In the present study, stepwise logistic regression showed that the serum C-peptide, hs-CRP levels and HOMA2-IR were strongly associated with development of diabetes (p< 0.05). Among which, HOMA2-IR (odds ratio, OR = 12.84) was more associated with diabetes than that of serum C-peptide and hs-CRP level and it can be concluded that insulin resistance is the predominant features in the deterioration of the glucose tolerance in the present study. Moreover, one of the great opportunities is to specify the cut off values of HOMA2-IR, fasting serum C-peptide and hs-CRP for predicting diabetes in Myanmar. According to the ROC curve, the cut-off value in predicting T2DM of HOMA2-IR was 1.05 (88%-sensitivity and 84%-specificity), C-peptide was 1.85 ng/ml (82%-sensitivity and 81%-specificity) and hs-CRP was 5.65 mg/L (76%-sensitivity and 70%-specificity) according to ROC curve (Figure 1).

CONCLUSION

The beta cell function deterioration was found in prediabetes and DM group. Within the prediabetic group, IFG subjects had elevated fasting plasma glucose levels because of impaired insulin secretion, whereas the fasting plasma glucose concentrations in IGT subjects were regulated by a compensatory increase in insulin concentration.
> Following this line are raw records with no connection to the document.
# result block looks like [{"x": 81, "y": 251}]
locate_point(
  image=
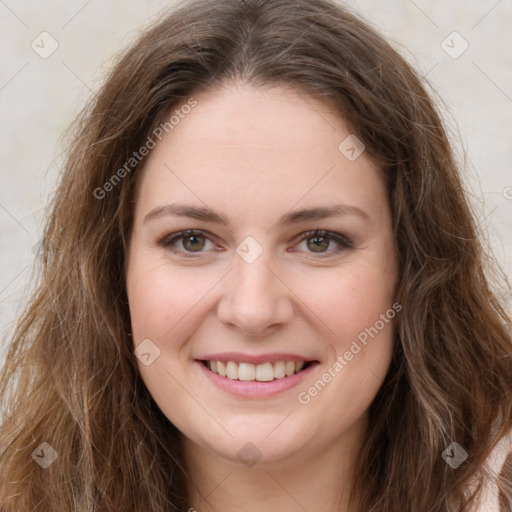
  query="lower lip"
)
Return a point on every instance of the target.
[{"x": 253, "y": 388}]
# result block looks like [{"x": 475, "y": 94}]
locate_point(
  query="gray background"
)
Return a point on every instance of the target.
[{"x": 39, "y": 97}]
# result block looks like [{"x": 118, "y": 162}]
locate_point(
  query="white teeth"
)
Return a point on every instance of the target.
[
  {"x": 246, "y": 371},
  {"x": 232, "y": 370},
  {"x": 264, "y": 372}
]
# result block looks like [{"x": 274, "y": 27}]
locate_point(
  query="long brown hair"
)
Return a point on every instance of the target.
[{"x": 70, "y": 378}]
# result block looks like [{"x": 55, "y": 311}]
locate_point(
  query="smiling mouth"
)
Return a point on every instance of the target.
[{"x": 264, "y": 372}]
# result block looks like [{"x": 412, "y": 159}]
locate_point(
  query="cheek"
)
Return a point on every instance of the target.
[
  {"x": 347, "y": 300},
  {"x": 161, "y": 297}
]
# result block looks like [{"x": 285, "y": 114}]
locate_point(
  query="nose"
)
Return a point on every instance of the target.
[{"x": 255, "y": 299}]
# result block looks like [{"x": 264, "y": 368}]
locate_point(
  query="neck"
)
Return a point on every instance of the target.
[{"x": 316, "y": 479}]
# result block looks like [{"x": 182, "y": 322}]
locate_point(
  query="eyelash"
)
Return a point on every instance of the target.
[{"x": 345, "y": 243}]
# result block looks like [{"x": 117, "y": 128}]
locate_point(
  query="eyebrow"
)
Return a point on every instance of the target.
[{"x": 294, "y": 217}]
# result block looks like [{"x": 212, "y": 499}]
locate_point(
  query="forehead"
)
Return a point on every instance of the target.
[{"x": 258, "y": 148}]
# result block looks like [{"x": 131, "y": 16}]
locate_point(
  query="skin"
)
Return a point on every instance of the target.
[{"x": 252, "y": 155}]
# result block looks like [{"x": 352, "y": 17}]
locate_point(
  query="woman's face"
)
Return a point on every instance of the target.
[{"x": 301, "y": 322}]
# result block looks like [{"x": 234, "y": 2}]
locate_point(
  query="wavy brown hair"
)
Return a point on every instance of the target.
[{"x": 70, "y": 377}]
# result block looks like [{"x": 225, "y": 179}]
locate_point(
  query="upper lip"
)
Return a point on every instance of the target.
[{"x": 238, "y": 357}]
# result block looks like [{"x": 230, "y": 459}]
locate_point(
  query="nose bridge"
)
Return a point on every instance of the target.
[{"x": 254, "y": 298}]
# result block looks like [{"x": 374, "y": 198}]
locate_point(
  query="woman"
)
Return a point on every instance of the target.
[{"x": 262, "y": 287}]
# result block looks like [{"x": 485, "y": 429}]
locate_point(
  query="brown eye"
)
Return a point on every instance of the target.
[
  {"x": 187, "y": 243},
  {"x": 193, "y": 243},
  {"x": 318, "y": 243}
]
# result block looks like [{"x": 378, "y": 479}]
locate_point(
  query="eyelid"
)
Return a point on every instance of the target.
[{"x": 343, "y": 241}]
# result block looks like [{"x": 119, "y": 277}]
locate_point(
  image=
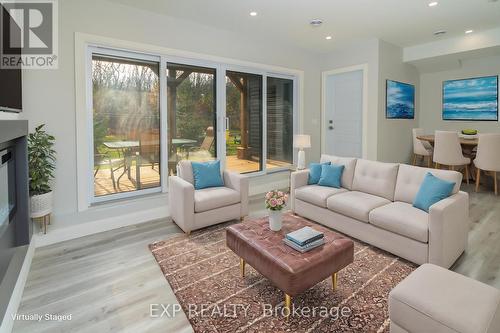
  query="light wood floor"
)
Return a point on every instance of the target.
[{"x": 108, "y": 280}]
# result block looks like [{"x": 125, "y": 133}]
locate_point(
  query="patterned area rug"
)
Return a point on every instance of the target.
[{"x": 205, "y": 276}]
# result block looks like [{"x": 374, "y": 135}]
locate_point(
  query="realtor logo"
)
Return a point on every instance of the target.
[{"x": 28, "y": 34}]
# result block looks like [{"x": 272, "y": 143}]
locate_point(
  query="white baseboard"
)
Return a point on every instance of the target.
[
  {"x": 94, "y": 227},
  {"x": 17, "y": 294}
]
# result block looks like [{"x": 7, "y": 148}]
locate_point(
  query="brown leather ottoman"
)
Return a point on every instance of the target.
[{"x": 291, "y": 271}]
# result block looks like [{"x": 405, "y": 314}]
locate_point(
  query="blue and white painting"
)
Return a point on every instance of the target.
[
  {"x": 471, "y": 99},
  {"x": 400, "y": 100}
]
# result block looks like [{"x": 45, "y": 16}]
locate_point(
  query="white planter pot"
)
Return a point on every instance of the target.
[
  {"x": 41, "y": 205},
  {"x": 275, "y": 220}
]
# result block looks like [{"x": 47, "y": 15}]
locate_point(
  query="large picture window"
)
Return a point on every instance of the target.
[
  {"x": 243, "y": 122},
  {"x": 146, "y": 112},
  {"x": 126, "y": 125},
  {"x": 191, "y": 114}
]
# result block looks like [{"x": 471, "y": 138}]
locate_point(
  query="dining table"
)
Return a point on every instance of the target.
[{"x": 468, "y": 145}]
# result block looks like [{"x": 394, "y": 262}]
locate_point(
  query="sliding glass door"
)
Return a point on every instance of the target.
[
  {"x": 192, "y": 128},
  {"x": 280, "y": 106},
  {"x": 244, "y": 126},
  {"x": 126, "y": 124}
]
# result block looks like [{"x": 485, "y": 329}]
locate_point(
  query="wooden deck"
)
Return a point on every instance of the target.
[{"x": 103, "y": 185}]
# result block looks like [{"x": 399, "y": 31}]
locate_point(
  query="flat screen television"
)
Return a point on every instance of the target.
[{"x": 10, "y": 79}]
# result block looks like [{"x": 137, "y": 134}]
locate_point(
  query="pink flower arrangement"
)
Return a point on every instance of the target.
[{"x": 276, "y": 200}]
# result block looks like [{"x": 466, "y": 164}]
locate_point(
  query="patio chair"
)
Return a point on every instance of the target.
[
  {"x": 149, "y": 148},
  {"x": 202, "y": 152},
  {"x": 105, "y": 160}
]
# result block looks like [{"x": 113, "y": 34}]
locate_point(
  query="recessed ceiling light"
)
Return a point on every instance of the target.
[
  {"x": 439, "y": 32},
  {"x": 316, "y": 22}
]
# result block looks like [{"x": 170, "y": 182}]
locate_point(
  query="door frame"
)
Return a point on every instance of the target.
[{"x": 364, "y": 116}]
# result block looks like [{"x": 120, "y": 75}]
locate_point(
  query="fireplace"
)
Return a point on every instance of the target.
[
  {"x": 7, "y": 188},
  {"x": 15, "y": 226}
]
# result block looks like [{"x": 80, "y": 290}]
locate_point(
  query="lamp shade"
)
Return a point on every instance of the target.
[{"x": 302, "y": 141}]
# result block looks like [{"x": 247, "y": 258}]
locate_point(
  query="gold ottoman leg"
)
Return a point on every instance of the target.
[
  {"x": 288, "y": 305},
  {"x": 334, "y": 281},
  {"x": 242, "y": 267}
]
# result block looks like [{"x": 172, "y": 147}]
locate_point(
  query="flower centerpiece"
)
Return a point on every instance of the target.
[{"x": 275, "y": 203}]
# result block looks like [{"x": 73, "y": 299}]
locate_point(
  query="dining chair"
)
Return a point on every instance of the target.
[
  {"x": 448, "y": 151},
  {"x": 488, "y": 157},
  {"x": 421, "y": 148}
]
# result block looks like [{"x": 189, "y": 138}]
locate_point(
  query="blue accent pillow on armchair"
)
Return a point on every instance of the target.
[
  {"x": 315, "y": 172},
  {"x": 207, "y": 174},
  {"x": 432, "y": 190},
  {"x": 331, "y": 175}
]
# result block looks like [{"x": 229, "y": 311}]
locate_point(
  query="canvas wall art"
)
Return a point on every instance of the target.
[
  {"x": 400, "y": 100},
  {"x": 471, "y": 99}
]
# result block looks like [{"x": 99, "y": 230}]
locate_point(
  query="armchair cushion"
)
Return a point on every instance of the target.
[
  {"x": 206, "y": 174},
  {"x": 214, "y": 197}
]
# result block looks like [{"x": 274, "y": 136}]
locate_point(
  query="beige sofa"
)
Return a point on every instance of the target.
[
  {"x": 375, "y": 206},
  {"x": 195, "y": 209},
  {"x": 433, "y": 299}
]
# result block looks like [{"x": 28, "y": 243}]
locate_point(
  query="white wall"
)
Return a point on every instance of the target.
[
  {"x": 366, "y": 52},
  {"x": 49, "y": 96},
  {"x": 431, "y": 95},
  {"x": 394, "y": 135}
]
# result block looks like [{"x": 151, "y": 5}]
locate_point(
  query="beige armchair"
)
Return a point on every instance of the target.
[
  {"x": 195, "y": 209},
  {"x": 488, "y": 157}
]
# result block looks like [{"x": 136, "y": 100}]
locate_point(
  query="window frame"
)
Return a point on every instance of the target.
[{"x": 89, "y": 44}]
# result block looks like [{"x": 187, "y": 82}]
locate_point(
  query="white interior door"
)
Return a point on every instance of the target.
[{"x": 343, "y": 114}]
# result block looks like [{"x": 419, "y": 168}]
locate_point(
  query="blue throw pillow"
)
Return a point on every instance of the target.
[
  {"x": 330, "y": 175},
  {"x": 315, "y": 172},
  {"x": 432, "y": 190},
  {"x": 206, "y": 174}
]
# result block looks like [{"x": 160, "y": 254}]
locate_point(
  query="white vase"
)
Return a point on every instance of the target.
[
  {"x": 275, "y": 220},
  {"x": 41, "y": 205}
]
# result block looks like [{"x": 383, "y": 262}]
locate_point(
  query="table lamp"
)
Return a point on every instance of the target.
[{"x": 301, "y": 141}]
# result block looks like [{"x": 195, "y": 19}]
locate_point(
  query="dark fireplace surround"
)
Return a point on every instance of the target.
[{"x": 15, "y": 236}]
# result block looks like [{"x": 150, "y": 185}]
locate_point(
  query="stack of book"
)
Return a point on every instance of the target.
[{"x": 304, "y": 239}]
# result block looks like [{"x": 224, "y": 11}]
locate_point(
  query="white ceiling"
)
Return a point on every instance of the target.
[{"x": 401, "y": 22}]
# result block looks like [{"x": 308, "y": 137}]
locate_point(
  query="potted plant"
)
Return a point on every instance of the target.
[
  {"x": 275, "y": 203},
  {"x": 41, "y": 164}
]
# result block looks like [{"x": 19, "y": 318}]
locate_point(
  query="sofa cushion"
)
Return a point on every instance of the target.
[
  {"x": 316, "y": 194},
  {"x": 432, "y": 190},
  {"x": 349, "y": 164},
  {"x": 403, "y": 219},
  {"x": 214, "y": 197},
  {"x": 434, "y": 299},
  {"x": 355, "y": 204},
  {"x": 410, "y": 178},
  {"x": 375, "y": 178},
  {"x": 315, "y": 172},
  {"x": 331, "y": 175}
]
Therefore the present study supported the notion that Subjects with IFG and IGT differ with respect to beta cell dysfunction. After multivariate analysis, increased in fasting C-peptide or hs-CRP or HOMA-IR index were significantly associated with development of diabetes and they may be regarded as risk factor for diabetes. It was also found out that insulin resistance was a predominant feature in deterioration of the glucose tolerance in Myanmar subjects. Moreover, one of the great opportunities is to specify the cut off values of HOMA2-IR, fasting serum C-peptide and hs-CRP for predicting diabetes in Myanmar. These values suggested that individuals at high risk of developing T2DM can be identified without labor-intensive oral glucose tolerance test and these values can be used as clinical and epidemiological application in Myanmar population.